Despite the ever decreasing prices for Internet-connected devices, sensor deployment doesn't necessarily become cheaper.
One can still find Arduino-compatible shields in the range of $30+, but in 2014 the ESP8266 chip that was originally marketed as WiFi module for microcontrollers was found to have sufficient horsepower to function as standalone system - for one tenth of the price of a WiFi shield. I can only assume that the price decay is similar when you are an electronics manufacturer and can purchase components in bulk. With the notorious "50 billion connected devices by 2020" we keep hearing about, it is clear that nobody wants to add another 200% to the price of their product just to have it connected.
What might work well in consumer products can be a nightmare in smart city or smart building contexts. Drilling holes into streets, mounting devices on lamp posts or even establishing a basic physical IT infrastructure in an old building doesn't come cheap. In fact, the price for labour is even likely to increase due to inflation. Everyone in the emerging IoT verticals is trying to pitch the potential savings, but what does it help that the price of an Internet-connected sensor has dropped to cents when its deployment still costs a comparative fortune? Lucky you, because maybe you don't have to.
Why your data scientist will be grateful for less data
Generally, when you're trying to address a question with data, the rule is: the more the better. That's common sense. If you're allowed a phone call to ask somebody you haven't seen before five questions about their looks, you're more likely to recognise them at the airport pickup than when you can only ask them one. But, besides appearing creepy, what would twenty questions do for you? What would you ask? Can you roll your tongue? And what's the colour of the other eye brow? The first question would probably reveal relatively little information as you don't have access to this feature when you need it, while the second question is extremely likely to yield redundant information, as most if not all people have same-coloured eye brows.
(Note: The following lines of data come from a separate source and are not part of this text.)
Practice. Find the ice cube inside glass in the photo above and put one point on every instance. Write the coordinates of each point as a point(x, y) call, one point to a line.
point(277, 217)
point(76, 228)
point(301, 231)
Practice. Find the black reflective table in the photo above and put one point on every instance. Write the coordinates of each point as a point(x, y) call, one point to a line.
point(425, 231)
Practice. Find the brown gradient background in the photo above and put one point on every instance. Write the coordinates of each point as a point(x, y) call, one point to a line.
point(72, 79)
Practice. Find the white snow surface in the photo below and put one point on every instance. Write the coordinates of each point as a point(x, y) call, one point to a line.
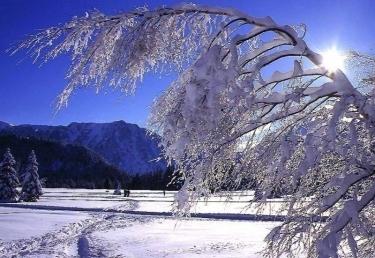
point(53, 227)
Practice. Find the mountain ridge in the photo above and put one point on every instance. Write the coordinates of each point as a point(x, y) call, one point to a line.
point(124, 145)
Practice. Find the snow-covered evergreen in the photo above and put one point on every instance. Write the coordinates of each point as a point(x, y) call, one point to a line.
point(31, 186)
point(118, 189)
point(8, 179)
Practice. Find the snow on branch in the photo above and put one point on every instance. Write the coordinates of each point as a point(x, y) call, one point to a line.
point(306, 134)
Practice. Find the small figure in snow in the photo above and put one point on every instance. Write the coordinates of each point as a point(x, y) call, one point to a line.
point(126, 192)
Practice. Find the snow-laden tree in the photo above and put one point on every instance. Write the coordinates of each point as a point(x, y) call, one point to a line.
point(31, 186)
point(8, 179)
point(307, 129)
point(117, 191)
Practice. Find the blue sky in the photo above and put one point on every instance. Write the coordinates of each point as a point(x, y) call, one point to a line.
point(28, 92)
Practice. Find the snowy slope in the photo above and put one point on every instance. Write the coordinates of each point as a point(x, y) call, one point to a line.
point(124, 145)
point(28, 231)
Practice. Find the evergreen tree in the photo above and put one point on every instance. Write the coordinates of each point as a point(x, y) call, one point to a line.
point(31, 186)
point(118, 189)
point(8, 179)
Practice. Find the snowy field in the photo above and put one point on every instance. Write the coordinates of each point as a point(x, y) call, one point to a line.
point(95, 223)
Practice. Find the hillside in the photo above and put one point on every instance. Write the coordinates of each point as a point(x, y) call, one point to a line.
point(64, 165)
point(121, 144)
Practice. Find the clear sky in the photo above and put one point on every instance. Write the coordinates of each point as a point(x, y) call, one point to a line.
point(27, 92)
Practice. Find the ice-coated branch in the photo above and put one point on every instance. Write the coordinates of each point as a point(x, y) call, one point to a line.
point(302, 134)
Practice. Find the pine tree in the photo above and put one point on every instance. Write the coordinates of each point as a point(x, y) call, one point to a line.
point(118, 189)
point(8, 179)
point(31, 186)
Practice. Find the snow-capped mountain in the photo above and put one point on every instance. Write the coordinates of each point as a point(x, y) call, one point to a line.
point(124, 145)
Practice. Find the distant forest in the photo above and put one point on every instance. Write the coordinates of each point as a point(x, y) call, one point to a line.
point(73, 166)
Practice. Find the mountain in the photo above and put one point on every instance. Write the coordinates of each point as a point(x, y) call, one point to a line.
point(4, 125)
point(64, 165)
point(121, 144)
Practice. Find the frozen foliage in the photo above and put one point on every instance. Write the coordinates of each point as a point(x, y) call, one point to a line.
point(31, 186)
point(118, 189)
point(8, 179)
point(307, 132)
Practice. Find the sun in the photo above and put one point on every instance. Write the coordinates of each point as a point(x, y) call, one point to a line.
point(333, 60)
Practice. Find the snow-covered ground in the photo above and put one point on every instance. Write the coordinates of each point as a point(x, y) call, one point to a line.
point(85, 223)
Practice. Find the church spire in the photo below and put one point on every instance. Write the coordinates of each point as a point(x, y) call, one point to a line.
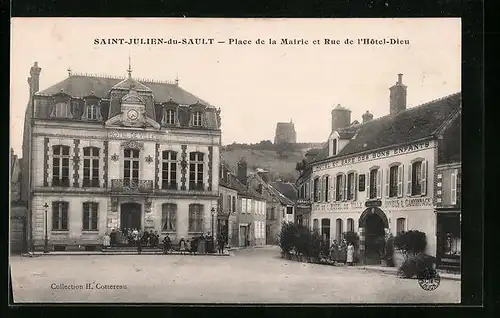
point(129, 70)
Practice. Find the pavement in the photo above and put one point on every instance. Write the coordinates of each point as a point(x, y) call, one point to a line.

In every machine learning exercise (be it classification or prediction: the ultimate reason for collecting data in the first place), one of the first steps is feature reduction. Because most calculations are costly and can in the worst case even yield false results, we aim to remove those features that carry only little information to master the task at hand, and a match to two or more different features that are highly correlated ("left eye-brow", "right eye-brow") may give us a false sense of knowing already enough. While in our example it's rather trivial to decide which features should be kept (I'd go for height, hair colour...), a computer needs to produce a correlation matrix first.
In other words, a data scientist's job is often already half-way done once the data is cleaned and the most predictive features have been identified.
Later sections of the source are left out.